Dopo un tentativo di un poema lirico ”Per la morte di lord Byron”(1825), la sua ispirazione è catturata dal dramma degli assediati di Missolungi, che a lungo coverà dentro di lui prima dell’esplosione poetica, e dai drammatici episodi di Psarà (1825). 

Al primo periodo appartengono anche il “Dialogo”, di argomento linguistico, opera di somma importanza, e “La donna di Zacinto”, di carattere morale, ispirato alla realtà di Zacinto.

Nel “Dialogo” il poeta identifica lingua e libertà e nazione e verità, per evitare le illusioni non fondate sulla realtà e sulla Storia.

 Nel 1828 il poeta si trasferisce a Corfù, dove vivrà fino alla morte. Gli anni tra il 1833 e il 1839 sono angustiati da un processo intentatogli dal fratello di secondo letto Ioannis Leondarakis, col sostegno della madre Diamantina Spathì, ma l’ispirazione non cessa e il poeta concepisce “Il Cretese” e “ I liberi assediati”, ambedue frammentari ed incompiuti, ma da annoverare tra le sue più alte creazioni per profondità di concezione e maturità linguistica e metrica. Lo sguardo del poeta investe gli uomini e la natura, romanticamente intesi tra forti contrasti, tra realtà e idealità, tra delusione ed illusione, con effetti poetici molto innovativi e di grande profondità.
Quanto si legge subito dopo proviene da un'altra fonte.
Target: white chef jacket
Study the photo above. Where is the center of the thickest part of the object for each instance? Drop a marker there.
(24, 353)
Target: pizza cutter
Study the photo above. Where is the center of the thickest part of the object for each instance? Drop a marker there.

Ne “I liberi assediati” Solomòs abbandona la rima e il verso assume una sua autonoma ed interna musicalità, che accompagna la vertigine dei concetti: “ Chi muore oggi, muore mille volte” osserva malinconico nel tripudio primaverile in cui “ Amore muove in danza col biondo Aprile”, mentre la fame miete vittime tra i Greci assediati a Missolungi, “ Sulla pianura regna il silenzio estremo della tomba: un uccello cinguetta, prende il chicco e la madre ne prova invidia”. Nell’ultimo decennio di attività Solomòs abbozza molte liriche, che postilla in italiano e non porta mai a compimento: “L’albero mistico”, “Lo squalo” e liriche di carattere patriottico .

Solomòs non metterà mai piede nella Grecia liberata, che nessuno più di lui ha saputo, da incompreso, comprendere ed esaltare. L’ambiente intellettuale ed accademico di Atene, in preda a spettri puristi, non amerà la poesia di Solomòs, che non ebbe altro per la testa se non libertà e lingua, ambedue tenute in non grande considerazione dai dotti di corte, volti ad un ideale fuori dal tempo e dalla Storia.